The University of Minnesota announced Wednesday that it is partnering with a Mountain View, California-based education company to offer free online classes starting this spring.
 
The university will use an interactive online platform, which was developed by education firm Coursera, to offer “massive open online courses,” or MOOCs, which will be available for free to anyone in the world. MOOCs are reportedly a growing trend in higher education, with 29 universities across the country, including Stanford University and Massachusetts Institute of Technology, now offering college-level courses that anyone can take. Several others are also in the process of setting them up.
 
Like other universities, the U of M will not provide credit to those who complete the free courses. However, it said that it is working on a process that would allow students currently enrolled in the university’s regular classes to earn credit for completing MOOCs.
 
The university said that Coursera’s platform allows professors to teach hundreds of thousands of students per course.
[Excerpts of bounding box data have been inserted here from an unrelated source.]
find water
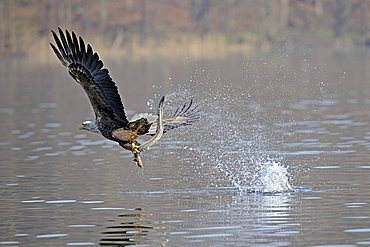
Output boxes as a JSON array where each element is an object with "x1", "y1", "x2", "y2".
[{"x1": 0, "y1": 45, "x2": 370, "y2": 246}]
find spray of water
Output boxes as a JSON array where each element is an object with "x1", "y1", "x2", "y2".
[{"x1": 151, "y1": 66, "x2": 292, "y2": 193}]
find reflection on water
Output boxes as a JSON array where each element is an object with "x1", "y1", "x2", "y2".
[
  {"x1": 99, "y1": 208, "x2": 153, "y2": 246},
  {"x1": 0, "y1": 46, "x2": 370, "y2": 246}
]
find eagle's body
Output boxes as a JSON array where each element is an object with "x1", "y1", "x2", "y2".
[{"x1": 50, "y1": 28, "x2": 198, "y2": 166}]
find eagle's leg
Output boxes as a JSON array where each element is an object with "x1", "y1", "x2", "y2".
[
  {"x1": 132, "y1": 142, "x2": 143, "y2": 168},
  {"x1": 132, "y1": 153, "x2": 143, "y2": 168},
  {"x1": 132, "y1": 142, "x2": 140, "y2": 155}
]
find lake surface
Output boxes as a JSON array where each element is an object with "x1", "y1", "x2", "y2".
[{"x1": 0, "y1": 47, "x2": 370, "y2": 246}]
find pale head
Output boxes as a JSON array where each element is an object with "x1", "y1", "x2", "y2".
[{"x1": 78, "y1": 121, "x2": 100, "y2": 134}]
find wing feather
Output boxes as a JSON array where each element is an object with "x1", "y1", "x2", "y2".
[
  {"x1": 130, "y1": 99, "x2": 200, "y2": 135},
  {"x1": 50, "y1": 28, "x2": 128, "y2": 126}
]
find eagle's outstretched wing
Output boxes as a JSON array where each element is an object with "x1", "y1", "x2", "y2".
[
  {"x1": 50, "y1": 28, "x2": 128, "y2": 127},
  {"x1": 130, "y1": 100, "x2": 200, "y2": 135}
]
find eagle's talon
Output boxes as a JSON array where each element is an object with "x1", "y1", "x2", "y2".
[
  {"x1": 132, "y1": 143, "x2": 140, "y2": 154},
  {"x1": 132, "y1": 155, "x2": 142, "y2": 168}
]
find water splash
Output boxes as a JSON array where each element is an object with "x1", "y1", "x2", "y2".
[{"x1": 152, "y1": 66, "x2": 292, "y2": 193}]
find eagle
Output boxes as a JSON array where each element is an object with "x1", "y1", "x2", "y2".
[{"x1": 50, "y1": 28, "x2": 199, "y2": 167}]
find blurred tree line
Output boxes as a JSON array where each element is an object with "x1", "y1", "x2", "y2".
[{"x1": 0, "y1": 0, "x2": 370, "y2": 56}]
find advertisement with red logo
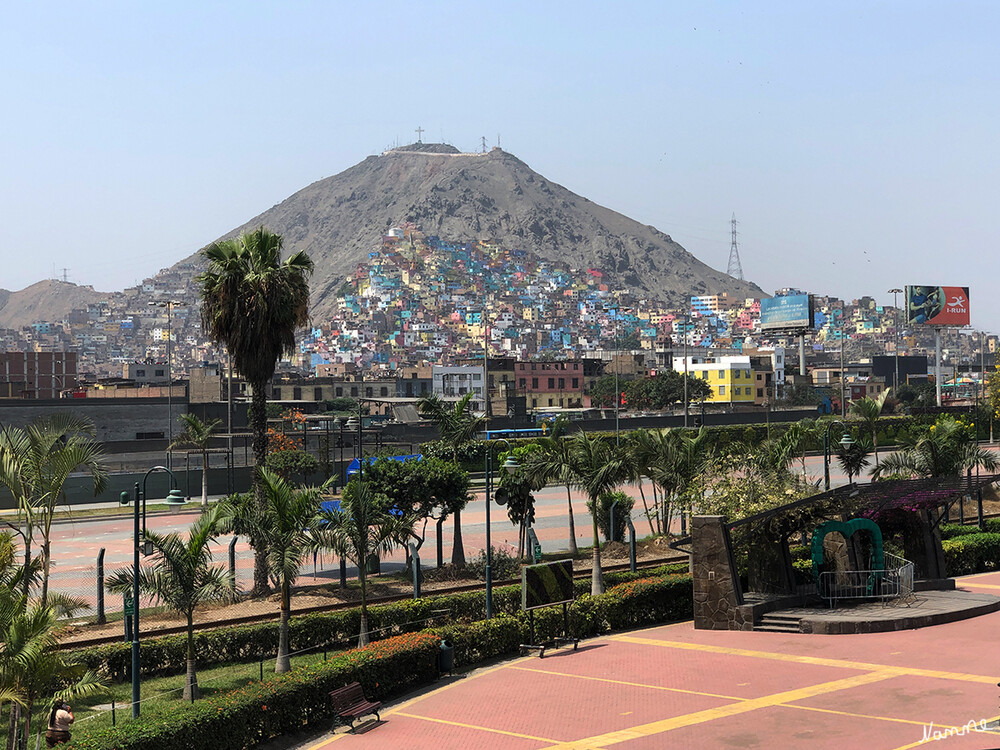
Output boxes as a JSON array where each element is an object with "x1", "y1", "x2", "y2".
[{"x1": 906, "y1": 286, "x2": 970, "y2": 326}]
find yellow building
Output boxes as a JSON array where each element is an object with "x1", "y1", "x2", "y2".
[{"x1": 674, "y1": 356, "x2": 756, "y2": 404}]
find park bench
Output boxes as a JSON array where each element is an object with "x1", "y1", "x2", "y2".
[{"x1": 330, "y1": 682, "x2": 382, "y2": 732}]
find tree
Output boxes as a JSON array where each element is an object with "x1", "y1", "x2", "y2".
[
  {"x1": 264, "y1": 450, "x2": 320, "y2": 482},
  {"x1": 872, "y1": 416, "x2": 1000, "y2": 479},
  {"x1": 170, "y1": 414, "x2": 222, "y2": 507},
  {"x1": 851, "y1": 390, "x2": 889, "y2": 466},
  {"x1": 569, "y1": 431, "x2": 628, "y2": 596},
  {"x1": 105, "y1": 504, "x2": 236, "y2": 700},
  {"x1": 837, "y1": 435, "x2": 872, "y2": 484},
  {"x1": 196, "y1": 227, "x2": 313, "y2": 595},
  {"x1": 0, "y1": 414, "x2": 107, "y2": 606},
  {"x1": 0, "y1": 533, "x2": 103, "y2": 748},
  {"x1": 219, "y1": 469, "x2": 333, "y2": 674},
  {"x1": 315, "y1": 476, "x2": 416, "y2": 646},
  {"x1": 521, "y1": 438, "x2": 579, "y2": 557},
  {"x1": 417, "y1": 393, "x2": 486, "y2": 565}
]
Five of the university’s professors have signed on to develop and teach free courses this spring, which include Interprofessional Health Care Informatics and Sustainability of Food Systems. Other faculty members are developing additional courses to be offered beginning this fall, the university said.
 
“We’re excited by the opportunity to explore innovative ways of using eLearning to extend the reach of University of Minnesota educational offerings across the state, nation, and globe,” Provost Karen Hanson said in a statement.
 
The Star Tribune reported that state lawmakers have emphasized their support for MOOCs. By blending MOOCs with traditional education, “we can find a way to reverse those alarming trends” of growing debt and low graduation rates, Minnesota Senator Terri Bonoff of Minnetonka told the newspaper.
 
Coursera will not charge the University of Minnesota for hosting its courses, the university said. However, there is a cost to the university, according to the Star Tribune. A MOOC requires time from faculty and staff members who, “if they weren’t doing this, they’d be doing something else,” Hanson told the newspaper. “Although they are free for those who enroll in them, they are not free.”
 
And some reportedly believe the university ought to be cautious in its investment, arguing that the courses’ efficacy is still untested.